METHODS/DESIGN: In this facility-based, multicenter, noninferiority randomized controlled trial, we are comparing the safety of tubal ligation by minilaparotomy performed by trained COs versus by trained AMOs. The primary outcome is safety, defined by the overall rate of major AEs occurring during the minilaparotomy procedure and through 42 days of follow-up. The trial will be conducted among 1970 women 18 years of age or older presenting for tubal ligation at 7 study sites in northern Tanzania.

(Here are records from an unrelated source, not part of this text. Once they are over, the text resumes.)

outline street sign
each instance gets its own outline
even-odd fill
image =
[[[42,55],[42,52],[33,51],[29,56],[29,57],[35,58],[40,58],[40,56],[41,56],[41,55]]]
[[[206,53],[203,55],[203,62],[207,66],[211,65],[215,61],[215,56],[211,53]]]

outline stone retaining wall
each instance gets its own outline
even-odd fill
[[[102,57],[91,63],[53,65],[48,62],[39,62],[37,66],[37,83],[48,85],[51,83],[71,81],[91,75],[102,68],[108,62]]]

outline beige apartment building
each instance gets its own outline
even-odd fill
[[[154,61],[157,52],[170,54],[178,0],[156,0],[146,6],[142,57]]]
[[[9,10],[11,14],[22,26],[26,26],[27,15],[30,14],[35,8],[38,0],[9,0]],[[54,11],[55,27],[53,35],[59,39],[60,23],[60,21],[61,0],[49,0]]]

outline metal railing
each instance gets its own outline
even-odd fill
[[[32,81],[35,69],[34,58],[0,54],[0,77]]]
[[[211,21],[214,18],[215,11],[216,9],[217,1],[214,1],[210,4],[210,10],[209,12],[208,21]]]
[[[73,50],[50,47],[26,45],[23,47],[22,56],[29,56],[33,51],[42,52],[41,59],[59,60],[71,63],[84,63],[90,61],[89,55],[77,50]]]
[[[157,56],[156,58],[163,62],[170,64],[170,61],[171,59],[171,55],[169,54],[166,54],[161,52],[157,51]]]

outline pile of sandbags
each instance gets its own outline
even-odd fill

If no major safety issues are identified, the data from this trial may facilitate changes in the Tanzanian government's regulations, allowing appropriately trained COs to provide tubal ligation by minilaparotomy. Positive findings may have broader implications. Task shifting to provide long-acting contraceptives, if proven safe, may be an effective approach to increasing contraceptive access in low- and middle-income countries.

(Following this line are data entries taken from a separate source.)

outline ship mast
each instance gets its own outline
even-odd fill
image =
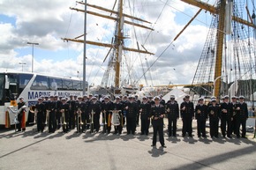
[[[124,28],[124,16],[123,16],[123,0],[119,1],[118,7],[118,22],[117,22],[117,35],[116,47],[117,47],[117,54],[116,54],[116,77],[115,77],[115,87],[118,88],[120,84],[120,63],[122,60],[122,52],[123,52],[123,28]]]
[[[200,0],[181,0],[184,3],[187,3],[191,5],[197,6],[200,9],[206,10],[207,11],[209,11],[210,13],[214,14],[217,20],[215,20],[215,24],[214,26],[217,26],[215,28],[212,28],[213,32],[209,32],[210,38],[213,39],[214,36],[216,37],[216,41],[215,42],[208,41],[206,42],[204,49],[203,49],[203,55],[206,55],[207,56],[201,56],[202,61],[200,61],[199,66],[197,68],[197,71],[200,72],[199,75],[196,75],[193,78],[193,84],[200,84],[200,83],[207,83],[204,82],[207,81],[207,72],[209,73],[209,78],[211,78],[211,71],[212,68],[206,68],[206,67],[212,67],[214,65],[214,79],[208,78],[208,81],[214,82],[214,92],[213,95],[216,97],[220,97],[221,95],[221,86],[222,86],[222,61],[223,61],[223,42],[224,39],[227,33],[225,28],[227,27],[226,22],[225,22],[225,11],[226,11],[226,6],[227,2],[228,4],[232,2],[233,0],[218,0],[217,6],[211,5],[207,3],[204,3]],[[230,23],[231,20],[240,23],[241,25],[248,26],[252,28],[256,28],[256,26],[253,22],[246,21],[238,16],[231,16]],[[216,31],[216,34],[214,35],[214,32]],[[214,40],[214,39],[213,39]],[[212,56],[211,56],[212,55]],[[213,62],[213,63],[211,63]],[[205,68],[202,70],[202,68]],[[214,68],[213,68],[214,69]],[[201,79],[200,79],[200,77],[203,77]],[[198,80],[198,81],[196,81]],[[199,88],[198,88],[199,89]]]
[[[83,2],[79,2],[77,1],[78,4],[86,4]],[[147,54],[147,55],[154,55],[147,50],[141,50],[139,48],[127,48],[124,46],[124,40],[125,39],[125,37],[124,37],[124,24],[128,24],[131,26],[134,26],[137,27],[140,27],[140,28],[144,28],[144,29],[148,29],[148,30],[154,30],[151,27],[146,26],[142,24],[139,24],[139,23],[135,23],[133,21],[128,21],[128,20],[124,20],[124,17],[128,18],[132,20],[137,20],[140,23],[147,23],[147,24],[151,24],[150,22],[141,19],[137,17],[133,17],[131,15],[127,15],[125,13],[124,13],[123,11],[123,5],[124,5],[124,0],[119,0],[118,3],[118,11],[113,11],[113,10],[109,10],[101,6],[96,6],[96,5],[93,5],[93,4],[87,4],[87,5],[88,7],[91,7],[93,9],[97,9],[100,11],[103,11],[106,12],[109,12],[110,14],[115,13],[117,14],[117,17],[112,17],[111,15],[104,15],[104,14],[101,14],[101,13],[97,13],[89,10],[81,10],[81,9],[78,9],[78,8],[70,8],[71,10],[74,10],[77,11],[81,11],[81,12],[86,12],[87,14],[90,14],[90,15],[94,15],[94,16],[97,16],[97,17],[101,17],[101,18],[104,18],[107,19],[112,19],[115,20],[117,22],[117,26],[116,26],[116,32],[115,32],[115,37],[114,37],[114,42],[111,43],[102,43],[102,42],[95,42],[95,41],[86,41],[87,44],[90,44],[90,45],[94,45],[94,46],[100,46],[100,47],[104,47],[104,48],[109,48],[109,51],[106,56],[106,58],[108,57],[109,54],[110,54],[110,51],[113,50],[113,55],[109,58],[109,65],[108,65],[108,69],[105,71],[104,75],[107,75],[107,77],[109,77],[109,70],[110,67],[114,66],[114,70],[115,70],[115,87],[116,88],[119,88],[120,87],[120,63],[122,62],[122,54],[123,51],[132,51],[132,52],[136,52],[136,53],[142,53],[142,54]],[[76,41],[76,42],[81,42],[84,43],[85,41],[84,40],[80,40],[79,38],[84,36],[84,34],[79,35],[74,39],[70,39],[70,38],[62,38],[64,41]],[[106,60],[106,58],[104,59],[104,61]],[[114,64],[111,64],[113,63]],[[103,78],[105,78],[103,77]],[[103,80],[103,79],[102,79]],[[104,80],[105,81],[105,80]],[[106,82],[106,81],[105,81]],[[104,83],[105,83],[104,82]]]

ClinicalTrials.gov, NCT02944149 . Registered on 14 October 2016.
通过输卵管结扎进行女性绝育是一种安全、极其有效且永久性的限制生育的方式。它是全球最流行的现代避孕方法。进行输卵管结扎最简单的方法是一种称为小切口剖腹术的手术,通常在局部麻醉并辅以全身镇静和镇痛的情况下为患者实施。在坦桑尼亚,计划生育的未满足需求很高,且在过去十年中几乎没有下降。在全国范围内,输卵管结扎的可及性有限,很大程度上是因为缺乏经过培训的医疗服务提供者。临床医务人员是提供诊断、治疗和小型手术的中级卫生工作者。在较贫困的农村社区,他们比医生更为常见。任务转移——将一些任务委托给专业性较低的卫生工作者,包括将手术程序的任务转移给中级干部——已改善了资源有限地区获得救生干预措施的情况。这是解决医生短缺问题、增加服务可及性的一种具有成本效益的方式。本试验的主要目的是确定由临床医务人员通过小切口剖腹术进行输卵管结扎的安全性是否不劣于由医生(助理医务人员)通过小切口剖腹术进行输卵管结扎的安全性,衡量标准是手术过程中及术后42天内的严重不良事件发生率。

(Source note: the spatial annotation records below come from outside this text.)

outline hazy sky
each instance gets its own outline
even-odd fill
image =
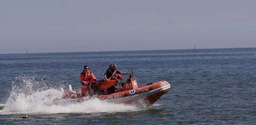
[[[256,1],[0,1],[0,54],[194,45],[256,47]]]

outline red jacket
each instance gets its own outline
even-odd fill
[[[88,84],[91,80],[94,80],[96,79],[96,77],[94,76],[93,74],[89,71],[83,70],[83,72],[80,74],[80,80],[82,83]]]

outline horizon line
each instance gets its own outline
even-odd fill
[[[242,48],[256,48],[256,47],[238,47],[238,48],[196,48],[197,50],[215,50],[215,49],[242,49]],[[194,50],[191,49],[169,49],[169,50],[105,50],[105,51],[65,51],[65,52],[42,52],[42,53],[29,53],[29,50],[26,50],[26,53],[2,53],[0,54],[44,54],[44,53],[93,53],[93,52],[115,52],[115,51],[163,51],[163,50]]]

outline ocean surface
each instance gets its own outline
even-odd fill
[[[100,79],[110,64],[140,85],[165,80],[171,88],[149,107],[97,98],[45,105],[60,87],[80,88],[84,65]],[[256,124],[256,48],[0,54],[0,124]]]

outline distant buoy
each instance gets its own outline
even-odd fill
[[[29,116],[27,116],[27,115],[24,115],[24,116],[22,116],[21,118],[29,118]]]

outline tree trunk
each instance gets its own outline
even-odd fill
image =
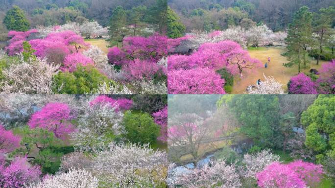
[[[283,151],[285,153],[286,151],[286,144],[287,142],[287,137],[286,136],[284,136],[284,140],[283,142],[284,146],[283,147]]]
[[[319,61],[320,60],[320,57],[321,56],[321,54],[322,53],[322,41],[323,40],[323,29],[321,31],[321,37],[320,40],[320,53],[319,53],[319,55],[317,56],[317,60],[316,60],[316,65],[319,65]]]
[[[300,73],[300,45],[299,45],[299,52],[298,52],[298,72]]]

方法/设计:在这项基于医疗机构的多中心非劣效性随机对照试验中,我们正在比较由经过培训的临床医务人员与经过培训的助理医务人员通过小切口剖腹术进行输卵管结扎的安全性。主要结局是安全性,定义为小切口剖腹术过程中及术后42天内发生的严重不良事件的总体发生率。该试验将在坦桑尼亚北部7个研究地点为进行输卵管结扎前来就诊的1970名18岁及以上女性中开展。
如果未发现重大安全问题,本试验的数据可能会推动坦桑尼亚政府法规的改变,允许经过适当培训的临床医务人员通过小切口剖腹术进行输卵管结扎。阳性结果可能具有更广泛的意义。如果经证明安全,通过任务转移来提供长效避孕方法可能是增加低收入和中等收入国家避孕措施可及性的一种有效方法。
ClinicalTrials.gov,NCT02944149。于2016年10月14日注册。